Mengenang Arief Budiman, Tokoh Sastra Pencetak Sejarah

Arief Budiman meninggal dunia pada Kamis, 23 April 2020 di Salatiga, Jawa Tengah, dalam usia 79 tahun. Arief Budiman lahir di Jakarta pada 3 Januari 1941. Beliau adalah salah satu tokoh sastra Indonesia yang berpengaruh besar. Boleh dikatakan, Arief Budiman adalah tokoh sastra Indonesia pencetak sejarah. Dia juga dikenal luas sebagai tokoh sastra kontekstual bersama Ariel Heryanto.
 

Pada waktu Arief Budiman meninggal dunia, teman akrabnya, Ariel Heryanto, menulis kesan singkat di akun Facebook-nya: “Kesan yang paling kuat tentang Arief yang saya simpan adalah sosoknya sebagai aktivis dan intelektual publik. Berbeda dengan kebanyakan aktivis, Arief berjiwa aktivis sedalam-dalamnya dan nyaris seumur hidup.” Tulisan Ariel Heryanto itu kemudian ramai-ramai dibagikan sejumlah netizen dan sejumlah media online di Tanah Air.

Ariel Heryanto adalah teman akrab Arief Budiman. Keduanya pernah menjadi dosen di Universitas Kristen Satya Wacana (UKSW) Salatiga. Kemudian, keduanya sama-sama keluar dari UKSW dan menjadi dosen di Universitas Melbourne, Australia. Kemudian pula, keduanya menyandang gelar profesor dari Universitas Melbourne. Arief kembali ke Tanah Air setelah pensiun dan tinggal di rumahnya di Salatiga, sedangkan Ariel masih di Australia sampai saat ini.
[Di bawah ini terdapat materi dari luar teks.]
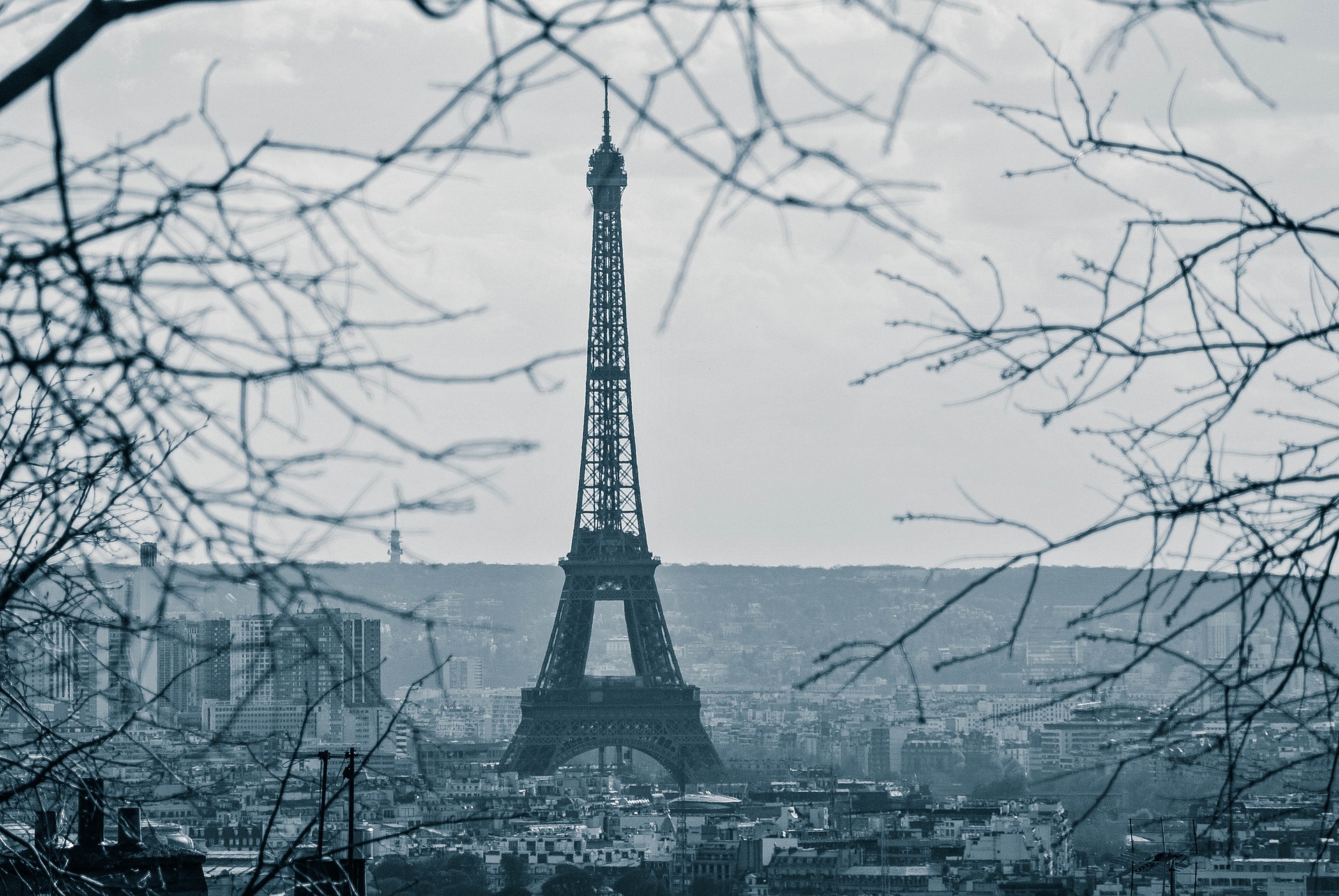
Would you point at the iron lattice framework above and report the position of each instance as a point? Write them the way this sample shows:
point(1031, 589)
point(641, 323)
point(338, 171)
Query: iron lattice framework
point(568, 711)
Aktivis dan Intelektua Publik

Ada banyak kesan dan prestasi yang ditinggalkan Arief Budiman di berbagai bidang, antara lain bidang pemikiran sosial, politik, aktivis politik, ekonomi, sastra, dan budaya. Dan yang paling dikenal luas adalah sepak terjangnya sebagai aktivis politik dan pejuang demokrasi. Arief Budiman yang bernama asli Soe Hok Djin dikenal sebagai demonstran tangguh tahun 1960-an bersama adiknya Soe Hok Gie, menumbangkan Orde Lama. Pada Pemilu pertama Orde Baru tahun 1972, Arief Budiman bersama Imam Waluyo, dan kawan-kawan, menentang kontenstan dalam Pemilu 1972 itu dengan mengampanyekan Golput (Golongan Putih), yakni menusuk bagian putih kertas pemilihan sehingga dinyatakan tidak sah.  
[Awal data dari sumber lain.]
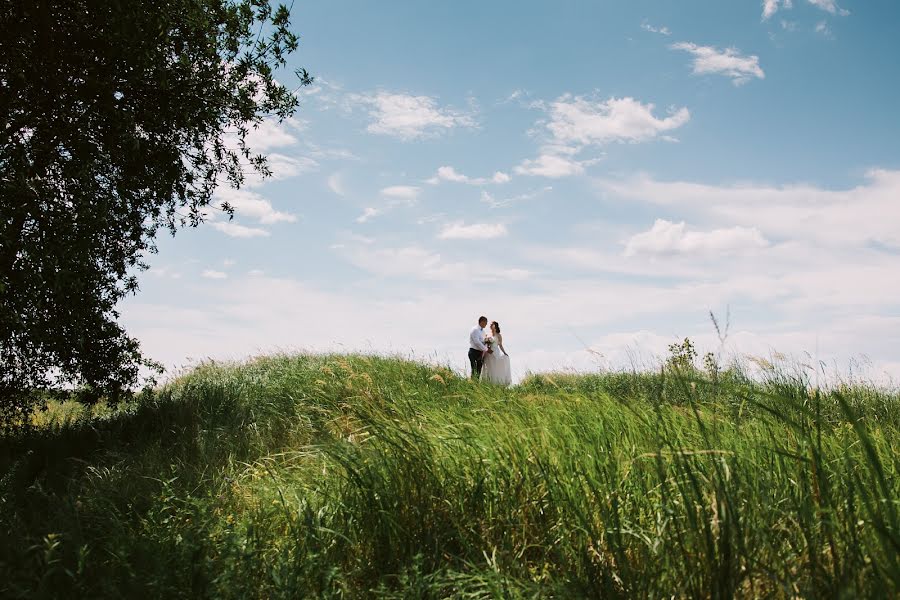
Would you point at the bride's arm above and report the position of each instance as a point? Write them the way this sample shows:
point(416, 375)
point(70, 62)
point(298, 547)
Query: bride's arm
point(500, 343)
Sejak mendengar berita meninggalnya Arief Budiman pada Kamis (23/4/2020) berbagai media massa, baik media cetak maupun media elektronik dan media siber (online) mengangkat beragam prestasi dan ketokohan Arief Budiman sebagai aktivis sejati dan intelektual publik yang disegani berbagai kalangan, baik oleh kawan maupun lawannya. Kesan umum, Arief Budiman adalah seorang tokoh publik dan aktivis pejuang demokrasi yang berani mengambil resiko.

Bidang Kritik dan Pemikiran Sastra

Esai ini ditulis sebagai bentuk penghargaan dan rasa hormat saya terhadap Arief Budiman pada hari ulang tahun wafatnya hari ini. Bagi saya, Arief Budiman adalah tokoh besar yang berjasa besar dalam bidang kritik dan pemikiran sastra Indonesia modern. Bidang kritik dan pemikiran sastra ini merupakan salah satu sisi kepeloporan Arief yang tercatat dalam sejarah sastra.
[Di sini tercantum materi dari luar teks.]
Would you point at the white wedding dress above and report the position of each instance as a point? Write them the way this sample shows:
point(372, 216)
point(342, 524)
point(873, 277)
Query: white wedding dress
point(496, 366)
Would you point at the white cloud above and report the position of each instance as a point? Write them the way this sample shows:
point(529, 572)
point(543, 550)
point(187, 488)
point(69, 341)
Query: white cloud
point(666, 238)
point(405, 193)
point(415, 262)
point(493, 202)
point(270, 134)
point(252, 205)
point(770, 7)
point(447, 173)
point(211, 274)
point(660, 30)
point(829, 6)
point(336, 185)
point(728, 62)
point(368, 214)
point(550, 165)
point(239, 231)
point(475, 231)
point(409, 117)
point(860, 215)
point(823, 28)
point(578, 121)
Keterlibatan Arief Budiman di bidang kritik dan pemikiran sastra ini menimbulkan kontroversi luas dan perdebatan serius di kalangan masyarakat sastra Indonesia, bahkan melibatkan masyarakat awam, hingga bertahun-tahun kemudian. Pemikirannya merangsang pemikiran baru, dengan segala pendukung dan penentangnya. Semuanya menunjukkan bahwa Arief Budiman berpengaruh besar. Dia memang pantas dan layak masuk dalam buku 33 Tokoh Sastra Indonesia Paling Berpengaruh (Jamal D. Rahman, dkk., Jakarta: Kepustakaan Populer Gramedia, 2014).

Pada tahun 1963, dalam usis masih sangat muda 22 tahun, dan masih menjadi mahasiswa Fakultas Psikologi Universitas Indonesia, Arief Budiman sudah terlibat dalam politik kebudayaan tingkat tinggi dan berisiko. Arief merupakan salah satu tokoh penanda tangan Manifes Kebudayaan (Manikebu) bersama sejumlah tokoh besar Indonesia lain di bidang pemikiran sastra dan budaya, antara lain Wiratmo Soekito (penyusun konsep Manifes Kebudayaan), H.B. Jassin, Mochtar Lubis, Trisno Sumardjo, Taufiq Ismail, dan masih banyak yang lain lagi.

Manifes Kebudayaan berisi pernyataan sikap para seniman dan cendekiawan Indonesia terhadap tekanan politik dan ideologi revolusioner dari Lekra (Lembaga Kebudayaan Rakyat) yang dimotori Pramoedya Ananta Toer. Lekra merupakan sayap kebudayaan Partai Komunis Indonesia (PKI). Terjadi persaingan kasar dan tak sehat antara kubu Manikebu dengan kubu Lekra yang berujung pada pembubaran Manifes Kebudayaan oleh Presiden Soekarno pada 8 Mei 1964. Dalam posisi melawan PKI itulah Arief Budiman bersama eksponen pemuda Indonesia lainnya berdemonstrasi menumbangkan rezim Orde Lama di bawah Soekarno pada 1966, dan menjadi awal rezim Orde Baru di bawah Soeharto.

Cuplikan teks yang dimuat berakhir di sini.